VeriGen: A Large Language Model for Verilog Code Generation
Shailja Thakur, Baleegh Ahmad, Hammond Pearce, Benjamin Tan, Brendan Dolan-Gavitt, Ramesh Karri, Siddharth Garg
TL;DR
VeriGen demonstrates that fine-tuning open-source LLMs on a large Verilog corpus enables competitive, hardware-focused code generation. By combining GitHub Verilog code and Verilog textbooks, the authors build a robust training and evaluation pipeline, using hand-crafted and HDLBits-based problem sets with comprehensive test benches.
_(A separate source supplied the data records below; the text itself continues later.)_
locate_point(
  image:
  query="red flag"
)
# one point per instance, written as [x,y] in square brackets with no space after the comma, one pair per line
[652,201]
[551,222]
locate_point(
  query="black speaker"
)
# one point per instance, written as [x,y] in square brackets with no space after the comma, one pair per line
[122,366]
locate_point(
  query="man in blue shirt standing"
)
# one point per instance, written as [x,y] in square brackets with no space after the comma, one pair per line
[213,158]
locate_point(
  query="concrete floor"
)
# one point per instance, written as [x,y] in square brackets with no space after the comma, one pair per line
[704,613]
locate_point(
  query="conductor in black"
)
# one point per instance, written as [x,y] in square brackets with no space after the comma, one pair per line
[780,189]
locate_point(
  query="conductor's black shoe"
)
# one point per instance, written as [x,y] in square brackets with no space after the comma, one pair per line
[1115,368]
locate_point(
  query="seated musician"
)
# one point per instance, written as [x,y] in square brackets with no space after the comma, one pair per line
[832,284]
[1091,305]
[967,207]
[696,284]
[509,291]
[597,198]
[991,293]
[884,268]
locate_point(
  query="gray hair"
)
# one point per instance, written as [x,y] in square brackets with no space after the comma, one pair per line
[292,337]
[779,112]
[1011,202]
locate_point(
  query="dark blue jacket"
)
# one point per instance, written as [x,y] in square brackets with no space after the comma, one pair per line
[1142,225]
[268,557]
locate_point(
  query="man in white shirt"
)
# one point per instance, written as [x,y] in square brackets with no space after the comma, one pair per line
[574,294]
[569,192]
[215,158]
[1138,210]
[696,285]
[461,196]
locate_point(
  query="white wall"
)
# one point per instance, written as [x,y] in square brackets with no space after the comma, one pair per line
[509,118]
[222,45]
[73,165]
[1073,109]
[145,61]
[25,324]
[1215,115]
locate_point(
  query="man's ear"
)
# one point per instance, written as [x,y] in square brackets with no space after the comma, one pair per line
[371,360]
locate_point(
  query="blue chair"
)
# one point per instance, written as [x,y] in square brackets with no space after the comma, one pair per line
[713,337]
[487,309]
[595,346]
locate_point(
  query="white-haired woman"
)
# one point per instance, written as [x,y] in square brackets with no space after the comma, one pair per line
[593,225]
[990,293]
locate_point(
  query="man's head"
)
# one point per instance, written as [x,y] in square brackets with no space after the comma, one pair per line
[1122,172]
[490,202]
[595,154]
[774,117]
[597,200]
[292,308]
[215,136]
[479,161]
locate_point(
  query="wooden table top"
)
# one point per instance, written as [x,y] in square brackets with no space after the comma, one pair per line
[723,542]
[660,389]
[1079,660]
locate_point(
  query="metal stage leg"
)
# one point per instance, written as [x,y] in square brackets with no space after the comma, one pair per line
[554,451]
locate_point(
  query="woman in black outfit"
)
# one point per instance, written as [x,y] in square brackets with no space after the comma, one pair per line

The results show that CodeGen-16B-FT delivers strong performance across problem difficulties, often surpassing pre-trained baselines and approaching or matching larger commercial models in several scenarios, while offering faster inference and open-access checkpoints. The work highlights the practical potential of smaller, in-house LLMs for HDL design automation, while acknowledging remaining challenges in achieving full functional correctness without human refinement and stressing the value of richer training data and prompt engineering.
Abstract
In this study, we explore the capability of Large Language Models (LLMs) to automate hardware design by generating high-quality Verilog code, a common language for designing and modeling digital systems. We fine-tune pre-existing LLMs on Verilog datasets compiled from GitHub and Verilog textbooks. We evaluate the functional correctness of the generated Verilog code using a specially designed test suite, featuring a custom problem set and testing benches. Here, our fine-tuned open-source CodeGen-16B model outperforms the commercial state-of-the-art GPT-3.5-turbo model with a 1.1% overall increase. Upon testing with a more diverse and complex problem set, we find that the fine-tuned model shows competitive performance against state-of-the-art gpt-3.5-turbo, excelling in certain scenarios. Notably, it demonstrates a 41% improvement in generating syntactically correct Verilog code across various problem categories compared to its pre-trained counterpart, highlighting the potential of smaller, in-house LLMs in hardware design automation.